A small green, aubergine and yellow-glazed dish

Guangxu mark and period (1875-1908)

The thinly potted dish is decorated to the centre in green and aubergine with two incised scaly dragons chasing a flaming pearl, encircled by alternating fruit and flower sprays below the rim. The reverse is painted with two qilong dragons separated by scroll-shaped lingzhi, all reserved on a yellow ground. The base is inscribed with a six-character mark in black enamel.

10.9 cm diameter

Provenance:

Formerly in the Weishaupt Collection

Sold at Sotheby’s Amsterdam, 17 October 1995, lot no. 306

A Dutch private collection

Green and purple dragons on a yellow ground were designated to the guiren, the fifth rank of concubines. The sixth and seventh rank could only use polychrome pieces without any imperial yellow.

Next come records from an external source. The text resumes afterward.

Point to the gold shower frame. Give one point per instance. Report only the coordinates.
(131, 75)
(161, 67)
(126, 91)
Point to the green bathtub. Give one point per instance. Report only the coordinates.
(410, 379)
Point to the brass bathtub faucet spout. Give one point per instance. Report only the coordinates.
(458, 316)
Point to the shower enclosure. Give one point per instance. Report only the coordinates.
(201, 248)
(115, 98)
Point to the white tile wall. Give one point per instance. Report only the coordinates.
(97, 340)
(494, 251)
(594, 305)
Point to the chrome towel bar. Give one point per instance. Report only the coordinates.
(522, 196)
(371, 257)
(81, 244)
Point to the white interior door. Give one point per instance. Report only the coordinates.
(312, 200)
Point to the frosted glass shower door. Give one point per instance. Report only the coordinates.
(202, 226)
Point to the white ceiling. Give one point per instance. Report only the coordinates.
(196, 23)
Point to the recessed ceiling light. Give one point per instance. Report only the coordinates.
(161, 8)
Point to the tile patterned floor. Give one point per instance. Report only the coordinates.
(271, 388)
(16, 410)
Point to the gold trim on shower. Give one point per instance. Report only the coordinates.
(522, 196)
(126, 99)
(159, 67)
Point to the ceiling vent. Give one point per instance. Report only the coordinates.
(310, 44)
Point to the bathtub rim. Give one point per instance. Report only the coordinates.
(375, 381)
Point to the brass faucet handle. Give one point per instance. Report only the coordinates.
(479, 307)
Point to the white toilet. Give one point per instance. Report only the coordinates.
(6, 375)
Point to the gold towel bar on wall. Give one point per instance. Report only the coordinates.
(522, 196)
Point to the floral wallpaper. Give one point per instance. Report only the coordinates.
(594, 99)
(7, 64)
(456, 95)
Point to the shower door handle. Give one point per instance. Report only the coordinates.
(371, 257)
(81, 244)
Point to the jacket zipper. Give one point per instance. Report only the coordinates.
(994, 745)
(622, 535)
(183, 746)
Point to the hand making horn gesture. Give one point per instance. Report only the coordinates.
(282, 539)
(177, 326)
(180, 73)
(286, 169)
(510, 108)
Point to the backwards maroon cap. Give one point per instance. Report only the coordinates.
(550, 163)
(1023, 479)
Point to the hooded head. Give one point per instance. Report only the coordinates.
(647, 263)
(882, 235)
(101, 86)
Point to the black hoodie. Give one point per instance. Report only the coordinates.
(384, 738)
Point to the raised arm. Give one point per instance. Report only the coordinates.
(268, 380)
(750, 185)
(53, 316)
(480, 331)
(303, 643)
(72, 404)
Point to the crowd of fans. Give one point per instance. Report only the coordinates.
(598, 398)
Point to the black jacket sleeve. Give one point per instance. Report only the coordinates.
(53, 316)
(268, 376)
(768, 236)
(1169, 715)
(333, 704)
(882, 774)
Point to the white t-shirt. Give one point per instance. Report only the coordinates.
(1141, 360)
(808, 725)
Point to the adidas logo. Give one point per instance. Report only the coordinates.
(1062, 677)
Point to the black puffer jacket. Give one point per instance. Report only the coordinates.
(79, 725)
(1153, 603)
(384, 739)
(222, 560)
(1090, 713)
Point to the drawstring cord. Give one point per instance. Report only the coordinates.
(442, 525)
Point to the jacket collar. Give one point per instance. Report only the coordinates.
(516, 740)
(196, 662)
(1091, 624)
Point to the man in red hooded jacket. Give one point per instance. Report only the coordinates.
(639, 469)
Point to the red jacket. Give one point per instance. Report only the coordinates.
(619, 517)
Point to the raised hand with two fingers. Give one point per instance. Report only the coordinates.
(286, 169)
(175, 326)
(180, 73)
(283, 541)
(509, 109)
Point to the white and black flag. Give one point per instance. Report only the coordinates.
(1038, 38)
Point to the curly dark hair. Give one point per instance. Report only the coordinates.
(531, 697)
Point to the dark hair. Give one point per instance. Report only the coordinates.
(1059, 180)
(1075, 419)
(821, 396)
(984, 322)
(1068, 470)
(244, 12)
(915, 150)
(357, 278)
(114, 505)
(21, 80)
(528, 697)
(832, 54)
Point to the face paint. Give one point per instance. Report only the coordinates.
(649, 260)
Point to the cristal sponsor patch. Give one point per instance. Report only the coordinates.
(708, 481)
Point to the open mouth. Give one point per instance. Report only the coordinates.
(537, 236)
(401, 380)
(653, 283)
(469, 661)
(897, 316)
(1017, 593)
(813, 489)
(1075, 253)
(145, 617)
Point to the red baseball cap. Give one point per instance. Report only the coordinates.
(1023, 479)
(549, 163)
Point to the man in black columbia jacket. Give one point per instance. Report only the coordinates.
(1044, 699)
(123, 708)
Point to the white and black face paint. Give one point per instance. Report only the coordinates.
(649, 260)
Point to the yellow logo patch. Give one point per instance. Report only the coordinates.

This type of dish, with green and aubergine dragons against a yellow ground in the interior, can be found in three different sizes throughout the Qing dynasty, each size with a different exterior. The largest is decorated on the outside with cranes, the medium size with grape vine and the smallest one with chilong dragons. A pair of similar Kangxi mark and period dishes with chilong dragons on the exterior is in the Shanghai Museum.

The origin of this design with purple and green dragons on a yellow ground seems to go back to the Wanli period of the Ming dynasty. A Wanli mark and period dish with green and aubergine dragons on a yellow ground is in the Bauer Collection.